Coulple things ---- First off, I totally agree with nevadabottles in that you should keep these until you figure out wherher they are, or are not, family bottles.  A piece of family history to pass down is positively priceless.  I spent years tracking down my grandfathers bottles!  Research the dairy or the delivery and get the background.  Second off, it is very rare that milk bottles have much of a price tag to them.  Highly sought after milk bottles bring in say $50-$150 among industry collectors, but most bring in around $5-$25 each.  Third, there are certainly regional milk bottle collectors that can help to answer your questions.  The largest and most knowledgable milk bottle collectors in the country are members of the National Assiciation of Milk Bottle Collectors - an organization that can be found through the link below.  I highly recommend joining the group as it's very cheap and gets you in touch with greatesr collectors and tons of knowledge.  I've been a member for years, and it's great!

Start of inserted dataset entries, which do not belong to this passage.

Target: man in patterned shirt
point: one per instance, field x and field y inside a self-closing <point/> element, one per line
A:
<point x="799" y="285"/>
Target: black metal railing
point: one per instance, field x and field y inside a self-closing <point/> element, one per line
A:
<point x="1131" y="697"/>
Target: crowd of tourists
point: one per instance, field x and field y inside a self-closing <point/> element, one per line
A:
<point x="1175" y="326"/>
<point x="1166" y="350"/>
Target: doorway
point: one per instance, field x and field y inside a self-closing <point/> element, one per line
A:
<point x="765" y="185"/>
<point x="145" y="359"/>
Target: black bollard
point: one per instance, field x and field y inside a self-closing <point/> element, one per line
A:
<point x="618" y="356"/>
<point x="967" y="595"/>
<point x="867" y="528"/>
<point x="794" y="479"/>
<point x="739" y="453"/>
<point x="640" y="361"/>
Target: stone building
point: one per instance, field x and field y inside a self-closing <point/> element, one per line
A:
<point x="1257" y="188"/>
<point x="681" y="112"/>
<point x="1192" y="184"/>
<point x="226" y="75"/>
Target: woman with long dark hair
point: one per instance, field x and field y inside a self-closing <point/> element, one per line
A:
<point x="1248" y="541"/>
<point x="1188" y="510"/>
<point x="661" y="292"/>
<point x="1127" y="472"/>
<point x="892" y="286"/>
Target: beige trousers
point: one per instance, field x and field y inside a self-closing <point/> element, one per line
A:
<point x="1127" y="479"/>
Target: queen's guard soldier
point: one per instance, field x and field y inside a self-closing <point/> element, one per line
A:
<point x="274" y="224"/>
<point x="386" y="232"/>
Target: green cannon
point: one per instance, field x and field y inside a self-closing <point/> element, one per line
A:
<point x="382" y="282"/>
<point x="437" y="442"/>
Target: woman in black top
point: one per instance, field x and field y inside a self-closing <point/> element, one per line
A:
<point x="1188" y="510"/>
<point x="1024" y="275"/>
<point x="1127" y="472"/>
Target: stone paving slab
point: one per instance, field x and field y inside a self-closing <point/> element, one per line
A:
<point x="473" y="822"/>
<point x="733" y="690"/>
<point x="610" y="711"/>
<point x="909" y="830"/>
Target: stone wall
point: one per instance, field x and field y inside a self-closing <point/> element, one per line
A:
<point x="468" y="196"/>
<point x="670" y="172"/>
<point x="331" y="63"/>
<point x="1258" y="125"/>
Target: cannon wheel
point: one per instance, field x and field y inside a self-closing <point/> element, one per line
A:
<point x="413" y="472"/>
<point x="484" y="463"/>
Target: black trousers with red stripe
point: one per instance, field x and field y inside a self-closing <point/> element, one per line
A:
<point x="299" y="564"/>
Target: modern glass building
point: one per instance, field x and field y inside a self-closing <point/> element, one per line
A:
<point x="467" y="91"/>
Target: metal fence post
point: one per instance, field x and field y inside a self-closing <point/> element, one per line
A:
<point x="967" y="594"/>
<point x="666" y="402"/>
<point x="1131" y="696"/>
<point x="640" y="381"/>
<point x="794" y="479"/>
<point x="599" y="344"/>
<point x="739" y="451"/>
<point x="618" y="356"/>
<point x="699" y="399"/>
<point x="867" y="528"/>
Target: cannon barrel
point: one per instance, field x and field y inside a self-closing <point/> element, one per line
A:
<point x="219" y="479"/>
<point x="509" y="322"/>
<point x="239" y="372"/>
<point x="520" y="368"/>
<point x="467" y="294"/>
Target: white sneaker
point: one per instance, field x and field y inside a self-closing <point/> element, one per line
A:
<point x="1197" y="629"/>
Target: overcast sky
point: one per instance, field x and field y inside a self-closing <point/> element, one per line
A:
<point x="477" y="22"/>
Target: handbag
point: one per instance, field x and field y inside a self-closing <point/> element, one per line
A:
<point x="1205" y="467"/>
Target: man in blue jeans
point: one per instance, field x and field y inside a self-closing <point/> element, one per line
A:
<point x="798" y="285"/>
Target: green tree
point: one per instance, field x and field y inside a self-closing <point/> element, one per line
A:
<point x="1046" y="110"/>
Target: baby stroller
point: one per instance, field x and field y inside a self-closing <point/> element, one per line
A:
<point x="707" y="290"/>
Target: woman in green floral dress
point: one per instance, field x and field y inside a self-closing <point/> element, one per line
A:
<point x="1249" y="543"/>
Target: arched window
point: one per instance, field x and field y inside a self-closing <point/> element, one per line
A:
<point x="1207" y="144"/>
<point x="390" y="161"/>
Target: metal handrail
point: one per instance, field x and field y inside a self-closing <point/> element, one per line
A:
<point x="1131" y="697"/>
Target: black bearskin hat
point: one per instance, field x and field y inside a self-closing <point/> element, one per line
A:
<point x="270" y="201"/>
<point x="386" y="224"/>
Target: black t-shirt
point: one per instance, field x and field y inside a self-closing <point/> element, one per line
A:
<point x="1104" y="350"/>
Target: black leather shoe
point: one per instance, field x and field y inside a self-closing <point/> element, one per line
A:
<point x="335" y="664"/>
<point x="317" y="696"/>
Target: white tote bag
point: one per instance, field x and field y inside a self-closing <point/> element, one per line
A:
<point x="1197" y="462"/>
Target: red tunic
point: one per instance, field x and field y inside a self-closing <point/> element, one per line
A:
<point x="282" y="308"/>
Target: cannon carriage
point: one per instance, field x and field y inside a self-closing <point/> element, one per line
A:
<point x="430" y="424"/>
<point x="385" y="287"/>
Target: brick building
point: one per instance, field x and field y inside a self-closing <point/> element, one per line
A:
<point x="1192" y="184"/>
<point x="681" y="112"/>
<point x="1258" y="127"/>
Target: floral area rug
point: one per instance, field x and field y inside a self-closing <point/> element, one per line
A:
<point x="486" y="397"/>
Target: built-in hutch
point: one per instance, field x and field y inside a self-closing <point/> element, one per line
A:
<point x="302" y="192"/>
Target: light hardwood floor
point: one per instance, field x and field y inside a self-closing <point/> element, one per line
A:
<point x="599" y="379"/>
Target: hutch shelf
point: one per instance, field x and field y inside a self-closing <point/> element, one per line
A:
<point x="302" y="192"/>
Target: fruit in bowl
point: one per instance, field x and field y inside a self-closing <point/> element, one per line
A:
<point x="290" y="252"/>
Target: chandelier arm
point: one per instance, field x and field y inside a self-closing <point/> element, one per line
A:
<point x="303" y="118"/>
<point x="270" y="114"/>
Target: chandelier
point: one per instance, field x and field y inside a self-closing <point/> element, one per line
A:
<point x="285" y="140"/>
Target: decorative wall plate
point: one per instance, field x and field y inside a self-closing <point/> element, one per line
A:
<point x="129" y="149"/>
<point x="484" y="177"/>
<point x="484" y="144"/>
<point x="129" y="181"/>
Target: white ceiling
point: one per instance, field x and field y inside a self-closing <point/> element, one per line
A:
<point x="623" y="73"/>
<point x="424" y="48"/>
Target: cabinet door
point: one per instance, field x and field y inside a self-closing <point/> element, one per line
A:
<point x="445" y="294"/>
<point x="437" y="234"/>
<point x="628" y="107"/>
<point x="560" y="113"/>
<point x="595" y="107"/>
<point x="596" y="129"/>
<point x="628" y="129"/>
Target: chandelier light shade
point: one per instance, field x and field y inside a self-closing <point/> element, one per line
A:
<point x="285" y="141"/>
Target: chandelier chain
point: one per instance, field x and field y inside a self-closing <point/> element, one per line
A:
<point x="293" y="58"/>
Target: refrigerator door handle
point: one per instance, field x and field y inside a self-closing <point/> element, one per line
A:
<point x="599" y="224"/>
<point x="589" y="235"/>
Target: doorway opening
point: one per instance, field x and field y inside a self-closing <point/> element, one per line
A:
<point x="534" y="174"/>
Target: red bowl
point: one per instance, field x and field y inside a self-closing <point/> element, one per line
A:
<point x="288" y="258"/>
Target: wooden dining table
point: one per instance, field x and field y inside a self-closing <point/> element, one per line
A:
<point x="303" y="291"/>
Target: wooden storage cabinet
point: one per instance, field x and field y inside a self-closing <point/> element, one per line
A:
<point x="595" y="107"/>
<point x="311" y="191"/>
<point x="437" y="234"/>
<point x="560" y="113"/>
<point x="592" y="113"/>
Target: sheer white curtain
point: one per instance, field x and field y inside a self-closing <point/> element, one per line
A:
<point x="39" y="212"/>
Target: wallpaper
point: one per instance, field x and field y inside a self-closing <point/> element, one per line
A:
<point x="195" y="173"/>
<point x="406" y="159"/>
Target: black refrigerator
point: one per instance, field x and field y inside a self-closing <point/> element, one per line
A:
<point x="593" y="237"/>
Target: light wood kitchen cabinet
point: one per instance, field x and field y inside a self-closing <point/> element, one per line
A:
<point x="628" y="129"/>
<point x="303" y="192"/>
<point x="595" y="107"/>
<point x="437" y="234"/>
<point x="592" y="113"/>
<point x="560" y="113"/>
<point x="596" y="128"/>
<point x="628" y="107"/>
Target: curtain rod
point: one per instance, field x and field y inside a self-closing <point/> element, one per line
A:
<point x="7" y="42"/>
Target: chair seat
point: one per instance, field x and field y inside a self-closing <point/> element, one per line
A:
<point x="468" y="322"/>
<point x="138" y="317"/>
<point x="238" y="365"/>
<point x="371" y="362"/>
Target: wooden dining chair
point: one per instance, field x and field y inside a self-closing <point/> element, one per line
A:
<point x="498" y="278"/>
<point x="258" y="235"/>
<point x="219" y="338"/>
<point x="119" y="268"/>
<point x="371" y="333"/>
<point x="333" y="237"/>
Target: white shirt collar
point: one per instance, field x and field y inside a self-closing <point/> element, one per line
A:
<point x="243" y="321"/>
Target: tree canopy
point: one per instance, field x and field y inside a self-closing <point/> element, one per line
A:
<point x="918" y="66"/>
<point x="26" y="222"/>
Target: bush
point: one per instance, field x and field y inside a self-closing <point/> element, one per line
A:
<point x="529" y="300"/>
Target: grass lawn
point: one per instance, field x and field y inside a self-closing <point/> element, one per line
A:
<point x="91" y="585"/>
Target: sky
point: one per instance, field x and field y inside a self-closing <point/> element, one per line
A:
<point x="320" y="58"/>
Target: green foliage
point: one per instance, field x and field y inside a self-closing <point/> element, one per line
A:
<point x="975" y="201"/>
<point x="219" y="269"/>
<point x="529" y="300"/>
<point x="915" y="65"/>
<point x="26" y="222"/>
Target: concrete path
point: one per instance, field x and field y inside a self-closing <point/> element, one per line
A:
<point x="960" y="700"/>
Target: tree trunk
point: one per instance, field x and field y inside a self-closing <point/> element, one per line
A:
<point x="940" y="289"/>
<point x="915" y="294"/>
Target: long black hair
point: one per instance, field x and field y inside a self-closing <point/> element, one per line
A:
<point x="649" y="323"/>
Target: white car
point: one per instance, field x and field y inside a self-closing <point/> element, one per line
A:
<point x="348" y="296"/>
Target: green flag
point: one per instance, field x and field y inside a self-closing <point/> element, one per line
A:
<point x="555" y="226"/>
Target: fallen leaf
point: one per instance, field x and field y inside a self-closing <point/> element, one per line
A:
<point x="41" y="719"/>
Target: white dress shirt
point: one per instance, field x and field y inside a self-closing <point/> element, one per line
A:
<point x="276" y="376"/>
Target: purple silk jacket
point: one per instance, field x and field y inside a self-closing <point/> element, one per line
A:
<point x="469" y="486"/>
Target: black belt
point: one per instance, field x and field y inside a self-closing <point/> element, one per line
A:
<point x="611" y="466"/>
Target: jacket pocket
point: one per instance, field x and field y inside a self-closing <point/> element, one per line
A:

http://www.milkbottlecollectors.com


----------



## BenTheDigger (Aug 12, 2015)

Thanks for all the replies everybody! I'm almost sure that there not my great grandads now because there to modern to be his and there all different dairies even some from Arizona. Andy thanks for the info! What do you think I should start the listing at if I put them on eBay? Also thanks for the response LC. Dean I will definitely check out that website thanks for the information! Also is graphics a big factor in the price of a milk bottle, so if I have one milk bottle with a lot of graphics it is/could be worth more?
Thanks,
Ben


----------



## andy volkerts (Aug 12, 2015)

As graphics and condition count for everything on milks, the fancier the better and condition is paramount, so the better ones I would start at 20.00 and the others at 5.00. I would also start with that milk bottle collectors site, there may be a way to post what you have there and thus get milk collectors directly involved. good luck on selling them.......Andy


----------



## Dcravosa (Aug 12, 2015)

The NAMBC has a monthly newsletter (The Milk Route) that goes out to all members, and it has a buy/sell notice board in it.  That is where you want to get.  Several hundreds collectors review it every month.


----------



## hemihampton (Aug 12, 2015)

I'd start them all at $9.99 on ebay & see what happens? Good Luck. LEON.


----------



## Utahbob (Jun 19, 2016)

Ben, I just recently found this page on the internet. I am the curator of the West Jordan (Utah) Historical Museum. We have a display of Utah Dairies. I am preparing to released my book The Illustrated Guide to Utah Milk Bottles. I know it has been awhile since you posted about these bottles, but I was wondering. On the Cream O'Nebo bottle does it have a nursery rhyme on the back?  Do you still have it?  I found the owner of that dairy many years ago and interviewed him, so I have a story but only a photo of the bottle. The owner of Cream O'Nebo is the one who started the Town Pride Dairy in Spanish Fork. What is on the back side of the Houston's Jersey Milk Bottle. I have an embossed bottle from the Houston's Jersey but not a painted one. I'd love to get better photos if you still have the bottles. Hope to hear from you soon. Thanks Utahbob


----------



## BenTheDigger (Jun 20, 2016)

Hello UtahBob,
Sadly I sold the Cream o Nebo it on eBay without realizing it was a sought after bottle, i'm still kicking myself about that. The bottle does have a nursery rhyme on the back. If you send me your email I have high quality photos I can send you of the bottle. The Houston jersey milk says "Milk that satisfies". That bottle is still on my grandparents farm in Payson, as is the Town Pride Dairy I live in California so I dont have access to it currently. But I have a better quality picture I could also send you. Do you know what the rest of the bottles usually go for?
Ben


----------



## Utahbob (Jul 13, 2018)

Ben, I am sorry that I did not see your reply to my inquiry on your bottles.  Too bad on the Cream O Nebo.  I actually have a story on that dairy as i interviewed one of the owners way back when he was also involved with the Town Pride dairy. I wonder if he is related to you? I also have the stories on the Rosehill, Arden and the Moss dairy.  I just remembered I also have the story on the Houston Jersey Dairy.Other than the Houston Jersey the other bottles do not have a high value. $5 to $20. I would be willing to pay $50 to $100 depending on the condition.  Please send me the photos. I have a friend who lives in Payson, Dennis and Jerri Davis.  My email is bob@dalley.org


----------